BOSTON (AP) – Federal investigators are reviewing two fatal shootings by Boston police officers after receiving complaints from victims relatives who said the shootings weren’t justified.
The shootings occurred in 2004 and 2001.
Boston Police Commissioner Kathleen O’Toole confirmed that one of the shootings involved the case of Bert W. Bowen, 40, of the city’s Roxbury neighborhood. Bowen was shot three times by police on June 27, 2004, when he fled following a traffic stop and after allegedly pointing a gun at officers.
The second shooting involved Rene Romain, 19, who was shot at the Mattapan MBTA Station on July 14, 2001, after he allegedly threatened police with a knife, O’Toole said.
In both cases, the Suffolk District Attorney’s office found that the shootings were justified.
O’Toole called the federal review of the shootings “routine.” She said that last summer US Attorney Michael J. Sullivan’s office asked Boston police for their files related to the shootings.
“Quite frankly, we welcome the scrutiny,” O’Toole told The Boston Globe. “I’m not going to be presumptuous in any way, but I’m confident these investigations were conducted very professionally and thoroughly.”
Sullivan declined to comment on the ongoing reviews.
Bowen’s father Winston Bowen, 74, said he didn’t believe that his son’s shooting was justified.
“If he was running away from police, they could have shot him in the leg and that would have been it,” he told the Boston Herald. “There was no reason for the police to kill him.”

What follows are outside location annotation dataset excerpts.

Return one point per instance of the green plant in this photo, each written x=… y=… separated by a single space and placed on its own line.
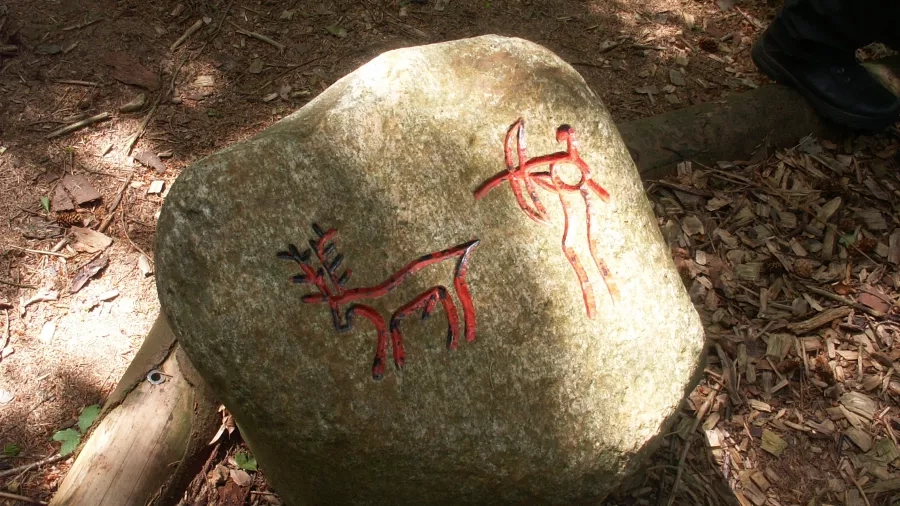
x=71 y=438
x=245 y=461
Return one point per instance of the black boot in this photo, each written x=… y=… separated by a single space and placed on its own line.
x=842 y=90
x=811 y=46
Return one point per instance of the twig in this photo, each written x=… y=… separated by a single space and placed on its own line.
x=187 y=33
x=29 y=211
x=260 y=37
x=133 y=245
x=646 y=46
x=82 y=25
x=753 y=21
x=17 y=497
x=80 y=124
x=26 y=467
x=288 y=71
x=38 y=252
x=585 y=64
x=116 y=202
x=143 y=126
x=843 y=300
x=76 y=82
x=5 y=331
x=701 y=413
x=859 y=488
x=17 y=285
x=59 y=245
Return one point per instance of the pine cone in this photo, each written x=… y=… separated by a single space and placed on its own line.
x=709 y=45
x=69 y=218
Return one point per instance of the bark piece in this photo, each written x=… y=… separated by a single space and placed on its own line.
x=87 y=272
x=61 y=200
x=129 y=71
x=86 y=240
x=80 y=188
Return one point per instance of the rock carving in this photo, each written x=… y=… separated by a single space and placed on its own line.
x=525 y=175
x=331 y=290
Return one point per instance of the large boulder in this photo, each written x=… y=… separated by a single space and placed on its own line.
x=296 y=268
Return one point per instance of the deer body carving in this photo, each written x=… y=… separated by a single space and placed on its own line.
x=345 y=304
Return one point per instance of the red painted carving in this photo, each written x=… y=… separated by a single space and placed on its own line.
x=331 y=290
x=525 y=175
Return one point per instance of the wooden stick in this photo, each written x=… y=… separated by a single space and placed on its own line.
x=140 y=131
x=5 y=331
x=112 y=209
x=260 y=37
x=701 y=413
x=288 y=71
x=844 y=300
x=26 y=467
x=82 y=25
x=187 y=33
x=78 y=125
x=38 y=252
x=753 y=21
x=17 y=497
x=133 y=245
x=17 y=285
x=76 y=82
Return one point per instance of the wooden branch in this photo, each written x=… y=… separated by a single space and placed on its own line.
x=76 y=82
x=82 y=25
x=78 y=125
x=39 y=252
x=17 y=497
x=17 y=285
x=288 y=71
x=5 y=331
x=187 y=33
x=260 y=37
x=140 y=131
x=26 y=467
x=843 y=300
x=116 y=201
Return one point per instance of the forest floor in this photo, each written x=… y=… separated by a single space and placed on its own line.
x=161 y=84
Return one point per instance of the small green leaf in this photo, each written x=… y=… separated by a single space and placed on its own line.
x=847 y=240
x=87 y=417
x=245 y=461
x=70 y=439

Romain’s mother Carline Seide-Murphy told the Globe that she submitted the complaint to the US Justice Department’s civil rights division in 2003. She said Justice Department lawyers asked her for documents and she sent them police reports and medical reports.
One of those reports indicated that the surgeon who operated on her son before he died found the fatal bullet entered from the right buttock, she said. Boston police have said Romain was shot in the front.
“To shoot him like that, in the back, it’s wrong,” she told the Globe.
An investigation by then-Suffolk District Attorney Ralph C. Martin’s office found that the medical report was wrong and that Romain had been shot in the abdomen after threatening police with a knife.